Она была миниатюрной и походила на птичку, но язык у нее был острый. И хотя ее позиции в Комитете пошатнулись, она все еще обладала достаточным влиянием, чтобы ей поручили воспитать его в этом цикле.

– Ну так расскажи, чем же настолько занята наша Аллегра?

Чарльз нахмурился.

– У нее новый парень… возможно, она сделает его фамильяром.

Он никогда не признался бы, что ревнует к Красной крови, но уже не мог больше терпеть. Сперва ее холодное безразличие. Теперь – несомненная неприязнь. Аллегра ускользала от него, а он не понимал почему. Он отчаянно хотел удержать ее. Это было единственное, чего он страстно желал.

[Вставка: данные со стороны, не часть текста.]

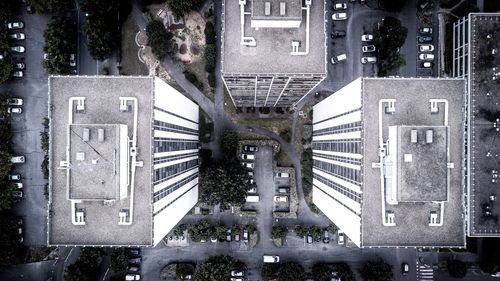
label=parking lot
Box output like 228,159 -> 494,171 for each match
0,6 -> 48,245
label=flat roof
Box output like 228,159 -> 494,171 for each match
48,76 -> 154,246
398,126 -> 448,202
361,78 -> 465,247
222,0 -> 326,75
468,13 -> 500,236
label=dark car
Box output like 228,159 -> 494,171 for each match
418,36 -> 432,43
330,30 -> 346,39
401,262 -> 410,275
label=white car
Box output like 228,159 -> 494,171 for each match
7,21 -> 24,29
419,44 -> 434,52
10,156 -> 24,164
9,32 -> 26,40
361,57 -> 377,64
332,13 -> 347,20
273,195 -> 288,202
9,98 -> 23,105
333,3 -> 347,10
361,45 -> 375,53
10,46 -> 25,53
418,54 -> 434,60
361,34 -> 373,42
7,107 -> 23,114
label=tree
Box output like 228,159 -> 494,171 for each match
193,256 -> 236,281
200,158 -> 252,210
81,0 -> 121,61
43,16 -> 76,74
271,225 -> 288,239
279,262 -> 306,281
380,0 -> 406,12
373,16 -> 408,76
447,260 -> 467,278
146,20 -> 172,60
167,0 -> 202,17
220,131 -> 240,156
0,0 -> 21,22
27,0 -> 73,13
361,260 -> 393,281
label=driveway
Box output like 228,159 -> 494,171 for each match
0,8 -> 48,245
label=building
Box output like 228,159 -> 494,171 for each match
221,0 -> 326,107
47,76 -> 199,246
453,13 -> 500,236
312,78 -> 466,247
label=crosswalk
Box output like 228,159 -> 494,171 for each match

Но похоже, Аллегра желала прямо противоположного. «Оставь меня в покое. Не здесь. Уйди». Вот и все, что она говорила ему теперь. Он не мог этого вынести. Она словно возненавидела его. Почему? Что он сделал? Ничего – лишь любил ее. Он не хотел признаваться Корделии в том, что не знает, где Аллегра проводит эти выходные, что он не знает, где она была, и что он скорее сдохнет, чем опустится до того, чтобы узнавать это при помощи глома. Аллегра – его душа. Она должна прийти к нему. Она должна захотеть быть с ним. Однако же она этого не желала. И дала это понять совершенно ясно.

– Это всего лишь увлечение. Жажда крови, и не более того, – заверила его Корделия. – Не препятствуй ей. У нее было трудное время.

Чарльз понимал, что имеет в виду мать. Что Габриэлле нужно время для исцеления. Невзирая на то что Флоренция превратилась в смутное воспоминание, боль все еще не утихла – боль того ужасного деяния, в которое он оказался вовлечен. Конечно, тут и Лоуренса есть в чем обвинить… Но уже прошло почти пять сотен лет. Неужели она никогда не станет прежней? Она даже не знает всей правды…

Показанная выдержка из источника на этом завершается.